In UMG, qbuses and evbuses have been a complete godsend.
They have allowed us to create behaviour, and delay the semantics to future systems, so future systems can have more of a say.
Simplified example of this-
Rendering system:
-- rendering mod:
umg.on("@draw", function()
for _, ent in sortedEntities(cameraDimension) do
umg.call("rendering:drawEntity", ent, x, y)
end
end)
And what's super-cool about this, is that we can extend the drawing of entities by simply tagging onto the emitted event:
-- lootplot mod:
umg.on("rendering:drawEntity", function(ent, x, y)
if ent.slot and isHovered(ent) then
drawIndicator(ent, x, y)
end
end)
But wait! Something about this is dumb!
The rendering:drawEntity
event is fine...
The issue is actually the @draw
event. (For context, @draw
is an event that is emitted globally once per frame.)
Why is tagging onto @draw
bad?
Well, 2 reasons:
Reason 1: Future systems cannot control as much.

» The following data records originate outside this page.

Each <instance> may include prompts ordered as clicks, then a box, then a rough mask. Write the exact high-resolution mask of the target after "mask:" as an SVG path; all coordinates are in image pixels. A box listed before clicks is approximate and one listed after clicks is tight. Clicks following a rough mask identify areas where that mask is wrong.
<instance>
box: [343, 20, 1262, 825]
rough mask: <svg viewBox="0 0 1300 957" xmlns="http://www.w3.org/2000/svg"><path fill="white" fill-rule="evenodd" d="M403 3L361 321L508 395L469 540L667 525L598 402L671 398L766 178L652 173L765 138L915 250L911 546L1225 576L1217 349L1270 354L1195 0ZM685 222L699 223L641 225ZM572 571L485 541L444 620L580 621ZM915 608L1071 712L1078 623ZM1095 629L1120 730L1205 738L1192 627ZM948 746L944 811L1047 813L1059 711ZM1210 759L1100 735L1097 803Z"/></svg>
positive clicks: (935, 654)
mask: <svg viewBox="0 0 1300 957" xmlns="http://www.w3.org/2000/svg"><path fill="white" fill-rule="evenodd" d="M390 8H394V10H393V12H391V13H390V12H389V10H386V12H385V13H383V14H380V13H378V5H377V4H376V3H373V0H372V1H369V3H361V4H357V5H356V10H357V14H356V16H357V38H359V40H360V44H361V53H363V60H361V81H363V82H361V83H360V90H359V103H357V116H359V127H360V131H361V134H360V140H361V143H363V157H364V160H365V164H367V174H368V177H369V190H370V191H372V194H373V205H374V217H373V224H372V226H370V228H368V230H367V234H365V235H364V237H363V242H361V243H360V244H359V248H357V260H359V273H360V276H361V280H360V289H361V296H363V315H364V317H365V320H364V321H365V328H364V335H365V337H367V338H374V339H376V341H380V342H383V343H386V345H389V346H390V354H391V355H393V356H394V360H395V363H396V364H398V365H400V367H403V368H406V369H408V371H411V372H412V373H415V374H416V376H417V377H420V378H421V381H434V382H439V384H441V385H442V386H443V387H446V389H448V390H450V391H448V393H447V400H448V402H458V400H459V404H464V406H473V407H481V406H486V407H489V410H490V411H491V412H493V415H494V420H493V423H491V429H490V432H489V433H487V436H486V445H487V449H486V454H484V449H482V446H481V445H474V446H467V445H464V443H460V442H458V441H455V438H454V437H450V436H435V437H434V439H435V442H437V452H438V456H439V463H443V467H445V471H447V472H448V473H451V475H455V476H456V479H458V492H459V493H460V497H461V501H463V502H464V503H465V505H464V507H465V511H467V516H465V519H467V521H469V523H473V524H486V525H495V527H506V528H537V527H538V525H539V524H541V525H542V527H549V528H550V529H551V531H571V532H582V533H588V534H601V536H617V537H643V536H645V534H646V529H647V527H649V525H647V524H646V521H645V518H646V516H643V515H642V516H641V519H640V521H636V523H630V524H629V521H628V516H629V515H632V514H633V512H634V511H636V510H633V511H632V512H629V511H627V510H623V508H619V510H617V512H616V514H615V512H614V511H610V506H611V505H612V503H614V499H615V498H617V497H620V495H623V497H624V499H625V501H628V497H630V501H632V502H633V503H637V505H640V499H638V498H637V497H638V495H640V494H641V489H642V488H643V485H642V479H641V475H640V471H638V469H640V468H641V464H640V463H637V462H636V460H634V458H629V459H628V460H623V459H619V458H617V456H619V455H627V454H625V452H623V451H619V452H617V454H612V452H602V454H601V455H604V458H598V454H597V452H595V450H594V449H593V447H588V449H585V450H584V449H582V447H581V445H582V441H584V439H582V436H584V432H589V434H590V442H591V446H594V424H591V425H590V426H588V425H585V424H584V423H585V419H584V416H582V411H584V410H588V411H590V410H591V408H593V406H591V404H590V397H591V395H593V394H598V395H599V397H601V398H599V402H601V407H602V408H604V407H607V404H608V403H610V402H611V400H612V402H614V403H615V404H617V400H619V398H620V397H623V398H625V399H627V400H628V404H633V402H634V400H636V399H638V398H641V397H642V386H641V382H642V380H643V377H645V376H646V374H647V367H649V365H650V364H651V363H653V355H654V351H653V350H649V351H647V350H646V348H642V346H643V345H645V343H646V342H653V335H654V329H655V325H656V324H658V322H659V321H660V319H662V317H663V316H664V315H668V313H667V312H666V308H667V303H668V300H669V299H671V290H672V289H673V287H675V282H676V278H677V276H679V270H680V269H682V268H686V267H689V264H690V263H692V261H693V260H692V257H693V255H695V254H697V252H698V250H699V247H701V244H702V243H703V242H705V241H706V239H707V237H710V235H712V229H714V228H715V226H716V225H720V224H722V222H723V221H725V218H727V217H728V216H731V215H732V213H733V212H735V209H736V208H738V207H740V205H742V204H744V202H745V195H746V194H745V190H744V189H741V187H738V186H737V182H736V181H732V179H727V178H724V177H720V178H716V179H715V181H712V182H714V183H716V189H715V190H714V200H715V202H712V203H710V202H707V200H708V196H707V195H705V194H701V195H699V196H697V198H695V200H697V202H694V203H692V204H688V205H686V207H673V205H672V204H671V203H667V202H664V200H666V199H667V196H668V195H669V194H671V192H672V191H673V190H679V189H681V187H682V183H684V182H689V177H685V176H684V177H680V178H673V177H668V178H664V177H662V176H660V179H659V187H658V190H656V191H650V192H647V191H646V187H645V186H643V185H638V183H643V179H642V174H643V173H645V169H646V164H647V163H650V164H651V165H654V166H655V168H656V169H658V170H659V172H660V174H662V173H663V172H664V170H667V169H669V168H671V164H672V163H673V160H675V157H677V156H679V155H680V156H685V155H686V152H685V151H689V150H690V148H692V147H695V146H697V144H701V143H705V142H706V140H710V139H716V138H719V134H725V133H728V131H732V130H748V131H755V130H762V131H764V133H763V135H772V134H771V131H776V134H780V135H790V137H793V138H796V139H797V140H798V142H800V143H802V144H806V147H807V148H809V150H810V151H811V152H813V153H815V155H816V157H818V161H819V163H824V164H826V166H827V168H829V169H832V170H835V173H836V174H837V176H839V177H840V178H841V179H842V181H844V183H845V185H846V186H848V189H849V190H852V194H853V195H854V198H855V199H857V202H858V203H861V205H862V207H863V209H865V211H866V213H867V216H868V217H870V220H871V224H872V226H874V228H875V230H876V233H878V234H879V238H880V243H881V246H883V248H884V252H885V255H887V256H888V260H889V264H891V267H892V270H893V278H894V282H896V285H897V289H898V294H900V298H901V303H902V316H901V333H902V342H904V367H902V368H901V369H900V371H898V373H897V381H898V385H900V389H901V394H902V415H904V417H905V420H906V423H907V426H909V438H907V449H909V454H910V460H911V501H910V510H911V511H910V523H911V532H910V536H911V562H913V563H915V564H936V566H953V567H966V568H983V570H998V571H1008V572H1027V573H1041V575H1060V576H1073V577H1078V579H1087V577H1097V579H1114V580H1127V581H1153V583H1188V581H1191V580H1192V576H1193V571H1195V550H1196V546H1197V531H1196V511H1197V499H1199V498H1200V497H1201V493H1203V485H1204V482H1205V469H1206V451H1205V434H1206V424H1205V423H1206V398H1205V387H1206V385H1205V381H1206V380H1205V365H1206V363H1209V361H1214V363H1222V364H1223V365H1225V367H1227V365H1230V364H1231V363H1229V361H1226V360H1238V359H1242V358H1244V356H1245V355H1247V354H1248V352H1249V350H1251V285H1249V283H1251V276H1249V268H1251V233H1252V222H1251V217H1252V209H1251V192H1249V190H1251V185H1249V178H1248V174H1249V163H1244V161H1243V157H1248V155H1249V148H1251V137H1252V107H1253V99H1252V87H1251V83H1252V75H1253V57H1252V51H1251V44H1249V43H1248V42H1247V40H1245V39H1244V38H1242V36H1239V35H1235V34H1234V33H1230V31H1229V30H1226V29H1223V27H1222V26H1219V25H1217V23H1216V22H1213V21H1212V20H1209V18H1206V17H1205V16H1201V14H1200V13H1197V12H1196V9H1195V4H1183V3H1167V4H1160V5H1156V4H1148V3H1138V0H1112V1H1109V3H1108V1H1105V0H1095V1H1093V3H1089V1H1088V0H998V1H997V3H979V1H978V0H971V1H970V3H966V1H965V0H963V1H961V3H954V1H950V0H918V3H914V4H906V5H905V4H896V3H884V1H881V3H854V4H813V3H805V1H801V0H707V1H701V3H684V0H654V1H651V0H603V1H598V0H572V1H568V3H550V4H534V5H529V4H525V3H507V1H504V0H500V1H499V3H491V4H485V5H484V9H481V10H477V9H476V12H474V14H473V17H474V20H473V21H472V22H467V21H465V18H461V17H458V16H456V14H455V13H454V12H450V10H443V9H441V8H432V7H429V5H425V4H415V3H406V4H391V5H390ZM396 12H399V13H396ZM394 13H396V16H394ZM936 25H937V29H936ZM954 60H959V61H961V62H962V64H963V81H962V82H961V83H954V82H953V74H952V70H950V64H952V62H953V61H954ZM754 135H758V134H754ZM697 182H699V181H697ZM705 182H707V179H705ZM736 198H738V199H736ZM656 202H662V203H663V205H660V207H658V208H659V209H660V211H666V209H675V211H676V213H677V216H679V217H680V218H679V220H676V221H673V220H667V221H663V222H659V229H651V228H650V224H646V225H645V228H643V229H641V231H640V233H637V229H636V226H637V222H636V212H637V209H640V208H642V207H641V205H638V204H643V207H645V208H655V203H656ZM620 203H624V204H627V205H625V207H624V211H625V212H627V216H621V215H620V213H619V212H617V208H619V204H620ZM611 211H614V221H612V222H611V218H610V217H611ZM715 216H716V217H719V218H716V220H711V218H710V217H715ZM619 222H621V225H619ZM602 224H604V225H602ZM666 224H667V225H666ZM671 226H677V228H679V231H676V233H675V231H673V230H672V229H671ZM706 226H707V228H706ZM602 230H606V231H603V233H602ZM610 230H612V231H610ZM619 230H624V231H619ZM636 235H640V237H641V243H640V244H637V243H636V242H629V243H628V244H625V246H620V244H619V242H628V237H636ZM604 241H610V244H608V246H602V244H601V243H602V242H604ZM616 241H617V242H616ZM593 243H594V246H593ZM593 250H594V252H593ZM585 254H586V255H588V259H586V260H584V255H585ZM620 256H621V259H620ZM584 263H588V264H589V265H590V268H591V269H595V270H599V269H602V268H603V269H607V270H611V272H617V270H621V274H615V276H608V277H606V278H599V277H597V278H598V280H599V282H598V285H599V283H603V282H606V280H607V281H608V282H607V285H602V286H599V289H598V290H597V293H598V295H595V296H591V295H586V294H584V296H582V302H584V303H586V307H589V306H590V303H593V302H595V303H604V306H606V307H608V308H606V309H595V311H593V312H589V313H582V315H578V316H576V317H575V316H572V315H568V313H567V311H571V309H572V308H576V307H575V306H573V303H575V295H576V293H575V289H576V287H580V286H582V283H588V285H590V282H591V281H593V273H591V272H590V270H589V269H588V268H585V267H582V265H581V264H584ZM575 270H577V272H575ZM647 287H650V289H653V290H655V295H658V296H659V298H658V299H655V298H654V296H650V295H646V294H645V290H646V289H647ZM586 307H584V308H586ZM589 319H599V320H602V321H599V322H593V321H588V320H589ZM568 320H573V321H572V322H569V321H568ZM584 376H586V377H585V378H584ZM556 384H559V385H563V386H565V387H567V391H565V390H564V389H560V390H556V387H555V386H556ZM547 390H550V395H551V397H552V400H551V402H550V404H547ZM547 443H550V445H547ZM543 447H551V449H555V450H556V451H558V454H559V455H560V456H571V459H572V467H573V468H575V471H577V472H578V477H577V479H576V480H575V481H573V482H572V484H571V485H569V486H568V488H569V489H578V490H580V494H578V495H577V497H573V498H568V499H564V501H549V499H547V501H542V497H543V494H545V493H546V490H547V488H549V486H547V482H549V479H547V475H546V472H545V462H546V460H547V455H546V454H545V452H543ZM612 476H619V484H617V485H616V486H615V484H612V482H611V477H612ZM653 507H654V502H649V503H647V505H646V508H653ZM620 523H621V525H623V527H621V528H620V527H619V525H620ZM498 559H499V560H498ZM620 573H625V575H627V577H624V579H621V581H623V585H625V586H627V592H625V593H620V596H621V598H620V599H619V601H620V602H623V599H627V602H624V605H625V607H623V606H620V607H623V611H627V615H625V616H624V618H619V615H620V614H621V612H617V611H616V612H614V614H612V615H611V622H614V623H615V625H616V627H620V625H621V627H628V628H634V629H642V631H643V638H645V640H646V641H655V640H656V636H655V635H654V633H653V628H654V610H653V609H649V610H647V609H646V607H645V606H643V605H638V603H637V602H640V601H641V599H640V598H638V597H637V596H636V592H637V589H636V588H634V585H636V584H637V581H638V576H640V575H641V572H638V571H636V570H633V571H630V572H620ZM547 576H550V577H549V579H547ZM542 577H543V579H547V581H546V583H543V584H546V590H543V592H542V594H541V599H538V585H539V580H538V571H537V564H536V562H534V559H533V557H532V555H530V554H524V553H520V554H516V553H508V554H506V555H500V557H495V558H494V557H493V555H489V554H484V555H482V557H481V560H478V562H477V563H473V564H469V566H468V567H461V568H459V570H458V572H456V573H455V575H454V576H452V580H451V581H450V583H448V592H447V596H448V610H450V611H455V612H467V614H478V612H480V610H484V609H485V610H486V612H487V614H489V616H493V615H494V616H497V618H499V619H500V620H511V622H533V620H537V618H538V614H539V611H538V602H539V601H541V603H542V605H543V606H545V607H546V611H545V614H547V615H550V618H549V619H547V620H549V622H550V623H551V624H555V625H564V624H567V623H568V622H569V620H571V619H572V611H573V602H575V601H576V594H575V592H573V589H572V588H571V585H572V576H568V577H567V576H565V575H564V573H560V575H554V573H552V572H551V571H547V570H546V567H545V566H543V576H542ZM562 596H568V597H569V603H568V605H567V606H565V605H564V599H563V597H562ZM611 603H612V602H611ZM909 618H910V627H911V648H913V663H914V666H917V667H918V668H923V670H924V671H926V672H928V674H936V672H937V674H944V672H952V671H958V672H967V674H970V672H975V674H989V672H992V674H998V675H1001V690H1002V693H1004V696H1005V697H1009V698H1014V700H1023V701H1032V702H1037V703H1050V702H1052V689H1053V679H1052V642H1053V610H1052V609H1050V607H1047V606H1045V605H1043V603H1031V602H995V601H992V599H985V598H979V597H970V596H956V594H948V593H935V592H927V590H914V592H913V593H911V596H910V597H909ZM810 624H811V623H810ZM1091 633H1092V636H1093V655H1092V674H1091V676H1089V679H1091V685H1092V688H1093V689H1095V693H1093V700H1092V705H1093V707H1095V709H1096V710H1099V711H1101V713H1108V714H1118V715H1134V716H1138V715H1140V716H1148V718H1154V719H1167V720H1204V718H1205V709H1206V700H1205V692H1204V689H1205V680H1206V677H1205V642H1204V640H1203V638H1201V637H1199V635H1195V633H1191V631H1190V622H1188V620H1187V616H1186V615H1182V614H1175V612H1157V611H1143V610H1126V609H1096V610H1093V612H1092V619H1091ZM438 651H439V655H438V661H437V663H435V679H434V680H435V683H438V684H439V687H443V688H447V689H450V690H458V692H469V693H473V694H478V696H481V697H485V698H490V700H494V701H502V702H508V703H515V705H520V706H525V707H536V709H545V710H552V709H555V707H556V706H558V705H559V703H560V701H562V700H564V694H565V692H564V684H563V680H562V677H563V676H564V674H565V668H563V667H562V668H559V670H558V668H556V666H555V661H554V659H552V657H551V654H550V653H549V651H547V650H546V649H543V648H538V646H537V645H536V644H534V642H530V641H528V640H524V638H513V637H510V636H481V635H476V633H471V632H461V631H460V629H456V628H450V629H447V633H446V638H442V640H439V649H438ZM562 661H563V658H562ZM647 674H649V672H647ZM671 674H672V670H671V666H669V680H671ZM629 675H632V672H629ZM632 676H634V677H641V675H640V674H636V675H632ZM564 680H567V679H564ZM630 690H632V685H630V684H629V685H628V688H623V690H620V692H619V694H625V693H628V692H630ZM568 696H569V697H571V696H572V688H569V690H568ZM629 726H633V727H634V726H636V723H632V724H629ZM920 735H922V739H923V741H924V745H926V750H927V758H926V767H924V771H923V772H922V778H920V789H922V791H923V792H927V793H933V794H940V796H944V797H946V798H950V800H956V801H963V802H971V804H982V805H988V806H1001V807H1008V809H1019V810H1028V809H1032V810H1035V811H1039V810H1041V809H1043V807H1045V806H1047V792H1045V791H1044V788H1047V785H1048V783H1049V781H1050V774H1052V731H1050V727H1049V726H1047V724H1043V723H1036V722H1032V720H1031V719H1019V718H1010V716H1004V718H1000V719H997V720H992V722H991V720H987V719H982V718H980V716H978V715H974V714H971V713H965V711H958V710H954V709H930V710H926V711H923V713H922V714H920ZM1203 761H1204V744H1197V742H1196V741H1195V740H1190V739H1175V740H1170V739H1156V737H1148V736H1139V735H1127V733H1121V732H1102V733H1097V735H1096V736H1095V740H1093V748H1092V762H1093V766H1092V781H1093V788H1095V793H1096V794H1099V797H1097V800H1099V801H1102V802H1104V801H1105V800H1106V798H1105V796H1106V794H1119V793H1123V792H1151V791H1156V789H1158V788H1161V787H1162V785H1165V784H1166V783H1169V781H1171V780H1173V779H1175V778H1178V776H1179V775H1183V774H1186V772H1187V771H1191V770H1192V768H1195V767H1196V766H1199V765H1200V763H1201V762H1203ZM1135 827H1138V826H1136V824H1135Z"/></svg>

Lets imagine that we had a "lobby/menu" screen; where the player isn't actually in the game; but rather, exists within a menu.
With this, we ideally dont WANT to render the world-entities. But we are forced to, because the system is responding to the @draw
event prematurely, and in a global-fashion.
Reason 2:
The game as a whole is slightly harder to understand; since events are sprawled out globally.
A simple alternative:
Just expose the function:
function rendering.drawEntities()
for _, ent in sortedEntities(cameraDimension) do
umg.call("rendering:drawEntity", ent, x, y)
end
end
And then just call it directly whenever, and wherever.
EG:
function GameState:draw()
rendering.drawEntities()
end
And this is amazing too, because we can also apply shaders, do fancy transformations, and do whatever pre/post-processing that we want; since we control the call-site:
function GameState:draw()
applyShader()
doPreProcessing()
rendering.drawEntities()
doPostProcessing()
end
Amazing.
Currently in UMG, most systems are not implemented like this.
But they definitely should be, and it was a mistake not to have them be like this.
Although a big global event tree is minimalistic, elegant, and beautiful at first-sight; yielding extra control to the future-mods is SO VERY IMPORTANT in UMG.